Due to the shortage of funds, the authority is unlikely to announce the award for acquisition (payment announcement) of 1,298 acres in 13 Gurgaon villages that was scheduled to take place on August 12. The land was required to develop open spaces in new sectors from 58 to 115. If the authority cancels the announcement of the award for acquisition, the entire process carried out so far to acquire these lands will become invalid.
The Huda needs around 3,000 acres for developing open spaces under the Gurgaon Manesar Urban Complex Master Plan 2031. But this will require payment of a whopping Rs 9,000 crore to land owners and this has forced the authority to look for other options such as transfer of development rights to farmers.
The development authority plans to take a less costly route to acquire land by transferring the development rights to farmers.
Under the transfer of development rights policy (TDR), if a plot is located within a residential sector or within the alignment of a proposed project, the plot owner is entitled to get floor space index (FSI) rights which can be transferred to a developer.
A land owner who has a one-acre plot will get rights to develop 4,047 sq metre or 43,264 sq feet area as FSI which can be monetised. To facilitate this the government has increased the sector density to 250 persons per acre.

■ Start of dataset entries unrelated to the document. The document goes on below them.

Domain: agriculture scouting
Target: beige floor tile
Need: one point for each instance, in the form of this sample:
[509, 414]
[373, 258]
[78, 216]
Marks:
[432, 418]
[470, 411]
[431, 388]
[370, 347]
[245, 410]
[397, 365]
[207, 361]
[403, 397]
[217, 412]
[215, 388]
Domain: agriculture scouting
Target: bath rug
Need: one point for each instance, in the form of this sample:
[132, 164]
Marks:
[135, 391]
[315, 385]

Huda administrator Yashpal Yadav said the cost of land has multiplied exponentially in Gurgaon and so the agency is looking to acquire land by partnering with farmers using policies such as TDR and land pooling.
“The TDR policy will be applicable on plots that are one acre and above. We plan to acquire land under this policy as it will be cost effective for the government. The farmers too can monetise their assets easily at the market prices,”he said.

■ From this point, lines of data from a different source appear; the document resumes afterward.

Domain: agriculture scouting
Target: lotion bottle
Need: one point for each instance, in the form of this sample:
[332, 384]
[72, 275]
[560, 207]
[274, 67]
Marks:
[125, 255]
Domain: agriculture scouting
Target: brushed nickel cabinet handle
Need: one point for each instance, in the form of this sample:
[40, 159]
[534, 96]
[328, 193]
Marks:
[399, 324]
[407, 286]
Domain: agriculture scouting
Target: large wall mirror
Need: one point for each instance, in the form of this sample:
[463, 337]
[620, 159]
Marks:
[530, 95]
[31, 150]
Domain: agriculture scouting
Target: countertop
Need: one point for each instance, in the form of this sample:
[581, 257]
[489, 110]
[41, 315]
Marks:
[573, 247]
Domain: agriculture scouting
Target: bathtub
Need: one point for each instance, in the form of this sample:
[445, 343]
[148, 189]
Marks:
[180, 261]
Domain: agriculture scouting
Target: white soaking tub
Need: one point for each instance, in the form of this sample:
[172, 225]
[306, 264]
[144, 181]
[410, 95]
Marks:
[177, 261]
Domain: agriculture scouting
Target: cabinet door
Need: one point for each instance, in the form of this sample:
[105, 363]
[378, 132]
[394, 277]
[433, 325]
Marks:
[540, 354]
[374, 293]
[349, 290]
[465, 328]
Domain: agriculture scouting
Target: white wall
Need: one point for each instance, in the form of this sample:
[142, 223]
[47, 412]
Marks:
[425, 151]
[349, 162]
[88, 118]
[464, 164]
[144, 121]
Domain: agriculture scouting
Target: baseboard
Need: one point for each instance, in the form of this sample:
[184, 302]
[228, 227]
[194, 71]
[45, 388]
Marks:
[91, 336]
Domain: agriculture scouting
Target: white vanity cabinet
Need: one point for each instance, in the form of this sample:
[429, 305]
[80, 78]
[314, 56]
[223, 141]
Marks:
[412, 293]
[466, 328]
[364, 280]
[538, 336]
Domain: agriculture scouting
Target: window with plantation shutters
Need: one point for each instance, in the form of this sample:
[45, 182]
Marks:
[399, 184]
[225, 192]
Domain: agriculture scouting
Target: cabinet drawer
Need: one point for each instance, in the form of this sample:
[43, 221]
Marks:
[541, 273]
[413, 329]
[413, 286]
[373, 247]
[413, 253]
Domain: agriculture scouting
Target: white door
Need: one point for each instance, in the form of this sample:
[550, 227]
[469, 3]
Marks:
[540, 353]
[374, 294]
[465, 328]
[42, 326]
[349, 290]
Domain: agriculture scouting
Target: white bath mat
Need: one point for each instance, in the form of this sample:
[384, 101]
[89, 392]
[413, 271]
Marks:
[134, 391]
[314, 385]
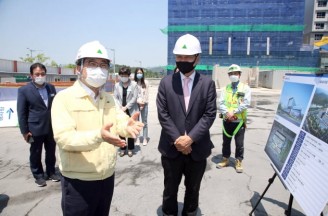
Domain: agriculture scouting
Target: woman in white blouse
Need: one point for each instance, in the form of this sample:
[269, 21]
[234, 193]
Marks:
[142, 101]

As per the policy, once the licence is obtained under TDR, the owner shall transfer the land free of cost to government within 60 days.
What is going to help the farmers most is that FSI rights obtained by the landowner under the TDR can be utilised in any residential sector.
The shortage of resources means that the Huda will not be able to acquire land in Shikohpur (240 acres), Kherki Daula (115 acres), Naurangpur (88 acres), Nawada Fatehpur (23 acres), Kherki Majra (22 acres), Dhanwapur (85 acres), Mewka (50 acres), Dhorka (181 acres), Bhangrola (88 acres), Kankrola (228 acres), Hayatpur (68 acres) and Wazirpur (24 acres).